As the UK slowly descended into lockdown during March, one of the most discussed areas was the maintenance and uptake of physical and mental wellbeing. At the top of the list for most people was exercise. How would they remain active given gyms, swimming pools, sporting facilities and all things external to the home were closed? But what about the populations who were accessing both primary and secondary care services due to long-term condition (LTC) management?

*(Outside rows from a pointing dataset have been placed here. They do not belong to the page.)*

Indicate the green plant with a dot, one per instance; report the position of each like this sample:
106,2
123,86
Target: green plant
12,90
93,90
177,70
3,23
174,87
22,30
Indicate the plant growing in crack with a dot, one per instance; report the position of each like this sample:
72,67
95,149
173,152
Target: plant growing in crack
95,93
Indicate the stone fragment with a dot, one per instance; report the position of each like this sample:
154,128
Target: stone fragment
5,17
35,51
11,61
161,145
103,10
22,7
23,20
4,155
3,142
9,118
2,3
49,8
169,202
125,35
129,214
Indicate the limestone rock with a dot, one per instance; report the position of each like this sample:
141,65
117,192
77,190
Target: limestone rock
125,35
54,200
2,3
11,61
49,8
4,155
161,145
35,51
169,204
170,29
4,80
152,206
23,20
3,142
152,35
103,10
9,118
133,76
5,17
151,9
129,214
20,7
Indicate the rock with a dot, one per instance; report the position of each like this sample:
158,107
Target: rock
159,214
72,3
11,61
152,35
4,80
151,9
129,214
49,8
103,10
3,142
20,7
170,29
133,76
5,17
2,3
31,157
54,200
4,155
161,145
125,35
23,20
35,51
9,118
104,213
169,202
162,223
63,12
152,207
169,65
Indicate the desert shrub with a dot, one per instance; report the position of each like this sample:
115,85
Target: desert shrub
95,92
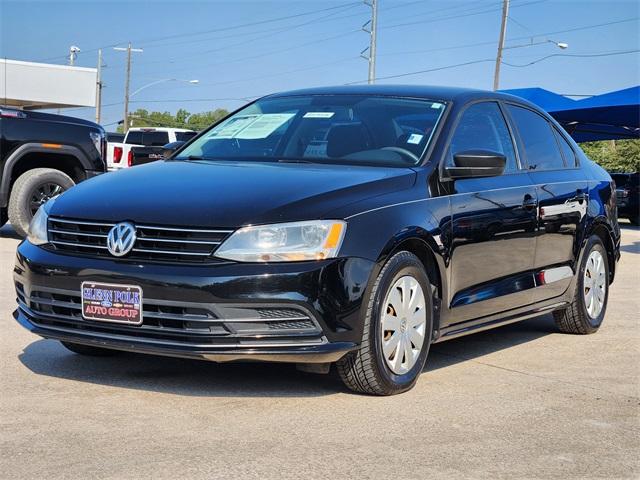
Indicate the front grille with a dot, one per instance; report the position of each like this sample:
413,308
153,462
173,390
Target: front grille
154,243
170,321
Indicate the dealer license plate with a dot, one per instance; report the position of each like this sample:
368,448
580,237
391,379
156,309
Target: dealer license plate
107,302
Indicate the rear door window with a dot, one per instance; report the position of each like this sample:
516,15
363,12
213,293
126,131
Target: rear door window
185,136
155,139
539,142
134,138
148,139
567,152
482,127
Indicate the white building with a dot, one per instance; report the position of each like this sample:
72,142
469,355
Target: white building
32,85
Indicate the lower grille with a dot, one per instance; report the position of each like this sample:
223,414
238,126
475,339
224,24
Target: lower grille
177,322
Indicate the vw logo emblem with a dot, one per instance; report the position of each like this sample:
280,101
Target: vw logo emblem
121,239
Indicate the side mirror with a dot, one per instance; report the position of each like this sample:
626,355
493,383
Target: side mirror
169,148
477,163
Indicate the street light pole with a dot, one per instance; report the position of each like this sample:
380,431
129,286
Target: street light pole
194,82
371,27
503,31
99,87
126,83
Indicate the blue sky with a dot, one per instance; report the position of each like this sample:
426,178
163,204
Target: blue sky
205,40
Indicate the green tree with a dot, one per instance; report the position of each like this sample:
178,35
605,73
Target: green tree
182,119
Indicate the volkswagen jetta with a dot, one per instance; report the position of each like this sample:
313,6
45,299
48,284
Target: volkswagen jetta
346,225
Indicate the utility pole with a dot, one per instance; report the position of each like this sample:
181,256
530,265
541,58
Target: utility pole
371,27
125,123
99,87
503,31
73,53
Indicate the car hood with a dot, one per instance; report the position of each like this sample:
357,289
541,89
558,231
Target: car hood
226,194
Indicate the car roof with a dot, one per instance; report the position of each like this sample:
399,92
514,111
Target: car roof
415,91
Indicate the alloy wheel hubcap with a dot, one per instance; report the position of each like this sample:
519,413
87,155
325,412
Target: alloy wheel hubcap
594,284
404,320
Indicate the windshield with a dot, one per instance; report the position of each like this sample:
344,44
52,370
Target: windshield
345,129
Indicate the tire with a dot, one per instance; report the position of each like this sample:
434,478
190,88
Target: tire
367,370
577,318
37,184
88,350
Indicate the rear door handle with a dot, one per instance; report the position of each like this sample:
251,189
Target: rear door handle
529,202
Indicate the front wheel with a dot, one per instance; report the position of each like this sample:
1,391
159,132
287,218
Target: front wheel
32,189
397,331
586,312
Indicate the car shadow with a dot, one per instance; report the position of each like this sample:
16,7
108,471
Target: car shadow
207,379
490,341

In addition to people with LTCs, the older generation was also told to isolate on age alone, a sensible option seeing as a large proportion of older adults suffer with underlying medical conditions. So how has the industry adjusted?
The exercise referral and LTC community, like most mainstream exercise providers, have found ways for their participants to engage with some form of activity. A large volume of clinical services such as Greater Manchester’s Prehab4Cancer scheme, have provided current patients with home exercise programmes so they can remain active during this difficult time. Charitable organisations such as the British Heart Foundation (BHF) and British Lung Foundation (BLF) have also made home exercise booklets available and created new resources within dedicated online coronavirus hubs. These hubs also contain information on topics such as nutrition and emotional support.
Other specific exercise referral service providers like Livewire CIC in Warrington, distributed home programmes in the last week before lockdown for attendees to take away and follow, then recorded some online content such as Tai Chi and chair-based exercise classes with access available through the YouTube platform.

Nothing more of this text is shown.